Yang penting, Allah telah memilih untuk nabi-Nya Shallallahu ‘Alaihi Wasallam bukan kekayaan. Dan nabi Shallallahu ‘Alaihi Wasallam berkata: ((Kekayaan bukan dari banyaknya harta, kekayaan adalah kekayaan jiwa)) dan beliau berkata ((Andaikan seorang anak Adam memiliki dua lembah berisi emas, dia akan mencari lembah yang ketiga)).

Dan sesungguhnya aku memuji Allah, bahwa tidak lagi tersisa pada Ikhwanul Muflisin dan tidak tersisa pada pengikut yayasan-yayasan itu selain berdusta atasnama Ahlussunnah. ((Dan janganlah kamu mengatakan terhadapa apa yang disebut-sebut oleh lidahmu secara dusta "ini halal dan ini haram", untuk mengada-adakan kebohongan terhadap Allah. Sesungguhnya orang yang mengada-adakan kebohongan terhadap Allah tiadalah beruntung)). An-Nahl: 116

Kabar gembira wahai ikhwan, bahwa mereka tidak beruntung!

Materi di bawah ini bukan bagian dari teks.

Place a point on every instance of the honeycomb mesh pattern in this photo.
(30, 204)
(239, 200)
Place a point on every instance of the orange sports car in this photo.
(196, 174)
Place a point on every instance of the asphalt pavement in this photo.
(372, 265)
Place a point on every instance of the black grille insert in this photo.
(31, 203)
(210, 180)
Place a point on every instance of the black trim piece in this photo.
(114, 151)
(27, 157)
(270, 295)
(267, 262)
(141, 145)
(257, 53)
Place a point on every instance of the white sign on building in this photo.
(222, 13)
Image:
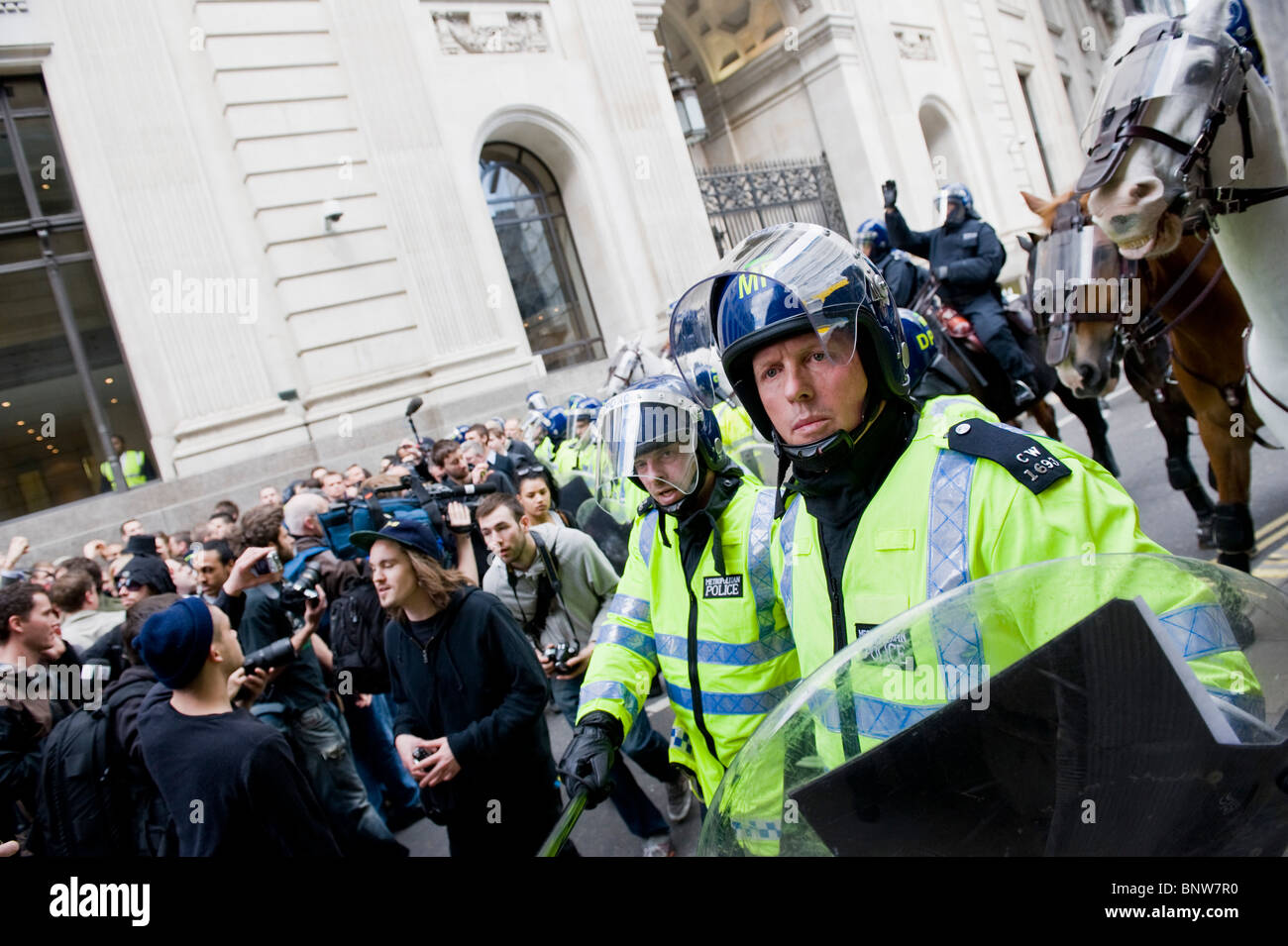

Aku diceritakan bahwa ada seorang perwira dahulu menyelidiki penuntut ilmu dan dia menuntut ilmu disini. Dia bilang: kalian mutasyaddid (berlebih-lebihan -pentj). Mutasyaddid gimana? Apa yang telah kami haramkan? Ia bilang: Abu Abdurrahman (Asy-Syaikh Muqbil –pentj) mengajari kalian, dia punya pelajaran yang mengharamkan makan dengan sendok dan garpu. Ya, wahai ikhwan, kebohongan dan kedustaan apa lagi ini. Ya, tamu-tamu (yang datang –pentj) mengatakan: mana sendok? Kami beri mereka sendok untuk makan dengannya. Adapun kami, kami suka makan dengan tangan-tangan kami dan sesekali apabila menunya fatta (makanan berkuah –pentj) kami ambil sendok dan makan dengannya.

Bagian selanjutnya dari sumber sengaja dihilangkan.